Israel is hypocritical when it comes to Iran nuclear sanctions
The Israeli industrialists, the Ofer Brothers, did business with Iran, defying United Nations sanctions that Israel pressed for.
The Ofer brothers, wearing their hat as a foreign company, are allowed to trade with Iran in many areas, including the buying and selling of oil. But they were not allowed to sell them a tanker because Iran's national shipping company, IRISL, is one of the companies the UN Security Council has imposed sanctions on.
In any case, if they are wearing their Israeli hat, it's not at all clear what they are allowed or not allowed to do. But beyond the legal nitpicking, is it right and moral for an Israeli company or businessman to do business with Iran?
As part of the efforts to sabotage Iran's nuclear program, the international community, led by the United States and the European Union, and urged on by Israel, has imposed a series of sanctions on the ayatollahs' regime.
The sanctions, which the Security Council has passed since 2006, are the lowest-common-denominator type, over which an international consensus can be obtained, particularly the support of Russia and China. They are aimed directly at government companies, private firms and a number of prominent individuals in Iran, including government officials and generals, linked directly to Iran's nuclear and missile programs. That's why Iran's shipping company is on the list, because Iran uses it to transport equipment and materials for its nuclear and missile programs.
But there is no ban on trading with Iran for oil and refined products, even though such sanctions are the most effective method because Iran's energy economy generates about 90 percent of its income. But such a decision cannot pass in the Security Council because of opposition from Russia and China.
Another batch of sanctions, the result of unilateral decisions by the U.S. government and the European Union, expands restrictions on trade with Iran in areas such as banking, which helps fund Tehran's nuclear and missile programs.
Voluntary sanctions are even broader. Quite a few companies and international conglomerates have restricted or halted trade with Iran in areas such as banking, finance, insurance, and oil and gas investments in that country because they fear the policy of certain American states, trade unions and municipalities to keep their pension funds from investing in companies that do business with Iran. For example, about a year ago, Los Angeles canceled a quarter-million-dollar contract with Germany's Siemens because the conglomerate did business with Iran.
In this context, Israel's hypocritical and self-righteous policies stand out even more prominently. Israel preaches to the whole world about the need for sanctions on Iran, while doing absolutely nothing about them.
For example, while Los Angeles canceled a major transportation contract with Siemens, the Israel Airports Authority decided to purchase about NIS 150 million worth of equipment from that company. And the Israel Electric Corporation has awarded a half-billion-shekel contract to the Danish firm Haldor Topsoe for air-pollution filters, even though that company is building refineries in Iran to the tune of billions of dollars.
Israel's hypocrisy can also be seen in its unwillingness to enforce its own law.
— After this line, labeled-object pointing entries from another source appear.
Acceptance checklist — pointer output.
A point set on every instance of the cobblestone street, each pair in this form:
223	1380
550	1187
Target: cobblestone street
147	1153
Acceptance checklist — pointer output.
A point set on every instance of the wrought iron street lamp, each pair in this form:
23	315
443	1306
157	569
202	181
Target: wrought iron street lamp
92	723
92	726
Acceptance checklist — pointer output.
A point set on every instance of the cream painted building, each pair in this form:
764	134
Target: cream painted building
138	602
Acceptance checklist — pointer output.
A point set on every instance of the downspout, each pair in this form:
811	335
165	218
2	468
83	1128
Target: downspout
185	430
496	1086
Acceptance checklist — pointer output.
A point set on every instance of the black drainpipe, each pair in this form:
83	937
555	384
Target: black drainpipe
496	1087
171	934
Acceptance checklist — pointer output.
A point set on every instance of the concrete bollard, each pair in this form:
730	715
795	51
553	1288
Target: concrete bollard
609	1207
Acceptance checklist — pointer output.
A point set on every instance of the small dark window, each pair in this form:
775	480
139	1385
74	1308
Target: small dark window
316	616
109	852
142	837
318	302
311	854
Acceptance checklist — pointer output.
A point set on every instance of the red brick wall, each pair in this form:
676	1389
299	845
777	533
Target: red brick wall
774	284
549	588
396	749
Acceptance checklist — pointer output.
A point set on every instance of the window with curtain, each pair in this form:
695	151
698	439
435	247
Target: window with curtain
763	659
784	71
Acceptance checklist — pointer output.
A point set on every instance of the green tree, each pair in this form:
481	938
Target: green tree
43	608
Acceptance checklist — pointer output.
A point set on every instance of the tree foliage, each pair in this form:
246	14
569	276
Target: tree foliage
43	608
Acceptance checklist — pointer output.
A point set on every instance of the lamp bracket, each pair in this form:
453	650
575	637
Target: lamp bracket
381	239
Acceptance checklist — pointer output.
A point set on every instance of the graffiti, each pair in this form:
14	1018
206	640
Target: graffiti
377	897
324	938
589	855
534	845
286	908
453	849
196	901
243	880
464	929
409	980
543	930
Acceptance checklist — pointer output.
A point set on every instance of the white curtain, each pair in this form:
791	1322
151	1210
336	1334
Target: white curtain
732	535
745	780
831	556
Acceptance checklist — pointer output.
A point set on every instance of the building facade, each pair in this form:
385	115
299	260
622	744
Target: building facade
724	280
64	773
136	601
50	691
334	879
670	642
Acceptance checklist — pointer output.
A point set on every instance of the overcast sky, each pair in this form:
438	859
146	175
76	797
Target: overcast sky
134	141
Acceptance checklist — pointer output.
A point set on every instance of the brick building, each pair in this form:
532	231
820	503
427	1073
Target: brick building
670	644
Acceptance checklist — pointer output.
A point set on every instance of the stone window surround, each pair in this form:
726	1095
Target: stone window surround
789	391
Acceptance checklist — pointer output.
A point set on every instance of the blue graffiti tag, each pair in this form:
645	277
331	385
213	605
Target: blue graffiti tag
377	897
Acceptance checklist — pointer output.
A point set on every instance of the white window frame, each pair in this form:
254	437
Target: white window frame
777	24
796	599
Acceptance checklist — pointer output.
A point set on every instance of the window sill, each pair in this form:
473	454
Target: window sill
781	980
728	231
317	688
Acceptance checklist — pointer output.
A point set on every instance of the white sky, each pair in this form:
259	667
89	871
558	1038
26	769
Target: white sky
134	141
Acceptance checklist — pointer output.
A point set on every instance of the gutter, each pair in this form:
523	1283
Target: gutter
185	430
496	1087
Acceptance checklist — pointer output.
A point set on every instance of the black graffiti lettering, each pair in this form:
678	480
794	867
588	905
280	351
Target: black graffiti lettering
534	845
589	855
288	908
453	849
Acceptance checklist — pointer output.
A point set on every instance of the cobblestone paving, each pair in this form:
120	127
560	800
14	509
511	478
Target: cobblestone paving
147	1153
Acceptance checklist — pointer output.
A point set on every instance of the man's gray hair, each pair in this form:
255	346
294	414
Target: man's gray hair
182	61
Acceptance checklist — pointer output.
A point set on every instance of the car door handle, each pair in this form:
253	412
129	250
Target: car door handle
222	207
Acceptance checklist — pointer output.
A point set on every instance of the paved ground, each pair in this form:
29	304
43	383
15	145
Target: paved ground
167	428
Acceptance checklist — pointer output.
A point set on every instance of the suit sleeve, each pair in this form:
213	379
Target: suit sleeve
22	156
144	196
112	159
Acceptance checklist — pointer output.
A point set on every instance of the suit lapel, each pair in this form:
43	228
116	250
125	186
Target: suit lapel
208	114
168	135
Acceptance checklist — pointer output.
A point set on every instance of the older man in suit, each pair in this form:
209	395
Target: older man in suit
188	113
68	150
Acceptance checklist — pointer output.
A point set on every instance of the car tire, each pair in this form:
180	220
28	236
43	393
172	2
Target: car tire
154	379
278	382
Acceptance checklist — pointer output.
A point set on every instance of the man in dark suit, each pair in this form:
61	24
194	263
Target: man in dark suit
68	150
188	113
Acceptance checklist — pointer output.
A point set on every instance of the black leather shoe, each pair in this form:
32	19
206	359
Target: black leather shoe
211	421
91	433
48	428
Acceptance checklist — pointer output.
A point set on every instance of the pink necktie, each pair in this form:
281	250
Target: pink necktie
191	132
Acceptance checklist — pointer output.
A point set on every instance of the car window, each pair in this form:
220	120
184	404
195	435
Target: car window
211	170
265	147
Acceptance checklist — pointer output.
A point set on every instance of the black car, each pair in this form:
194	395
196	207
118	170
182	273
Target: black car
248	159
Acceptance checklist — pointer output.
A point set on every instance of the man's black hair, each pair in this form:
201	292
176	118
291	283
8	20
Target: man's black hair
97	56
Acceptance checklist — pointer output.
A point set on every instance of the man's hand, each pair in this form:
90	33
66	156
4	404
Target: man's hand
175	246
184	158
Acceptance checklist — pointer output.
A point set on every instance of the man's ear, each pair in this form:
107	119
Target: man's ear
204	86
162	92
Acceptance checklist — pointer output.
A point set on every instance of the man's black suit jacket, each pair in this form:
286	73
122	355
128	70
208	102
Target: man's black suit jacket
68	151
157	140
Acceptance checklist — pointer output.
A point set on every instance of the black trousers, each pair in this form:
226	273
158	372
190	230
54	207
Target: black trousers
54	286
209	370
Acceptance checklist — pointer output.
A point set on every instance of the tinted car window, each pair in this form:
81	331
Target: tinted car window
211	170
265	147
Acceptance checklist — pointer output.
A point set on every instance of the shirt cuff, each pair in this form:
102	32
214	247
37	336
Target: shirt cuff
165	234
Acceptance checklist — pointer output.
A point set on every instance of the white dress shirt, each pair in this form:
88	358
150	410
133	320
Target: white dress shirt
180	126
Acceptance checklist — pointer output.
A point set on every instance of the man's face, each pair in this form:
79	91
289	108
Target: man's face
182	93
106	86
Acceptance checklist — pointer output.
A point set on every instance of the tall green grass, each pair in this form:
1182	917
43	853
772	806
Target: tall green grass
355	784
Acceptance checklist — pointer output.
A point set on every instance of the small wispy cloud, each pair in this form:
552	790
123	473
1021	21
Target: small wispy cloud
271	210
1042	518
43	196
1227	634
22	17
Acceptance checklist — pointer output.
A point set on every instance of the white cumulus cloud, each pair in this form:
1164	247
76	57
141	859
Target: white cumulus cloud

That law, passed at the behest of Benjamin Netanyahu even before he became prime minister, clearly states that Israeli companies may not invest more than $10 million in an international company that does business with Iran.
Israel's famous bureaucracy also has a role to play in its turning a blind eye, it being entirely unclear whether Iran is classified as an enemy country. Most ministries have their own definitions; for example, the Defense Ministry bans military exports to Iran, even though in the 1980s and '90s it secretly sold equipment including shells and gas-warfare-detection gear to Tehran. The Interior Ministry has its own definition of what constitutes entry into and exit from Iran. The same is true for the Finance Ministry; the Industry, Trade and Labor Ministry; and the Justice Ministry.
Even if an official entity knew of and even benefited from Ofer-family maritime connections with Iran that contributed to national security, this doesn't justify the ongoing carelessness in dealing with the matter in a broader context.
A guiding hand and a single clear policy are lacking to put an end to the shamefulness of Israeli companies doing business with Iran and turning the situation into one great farce.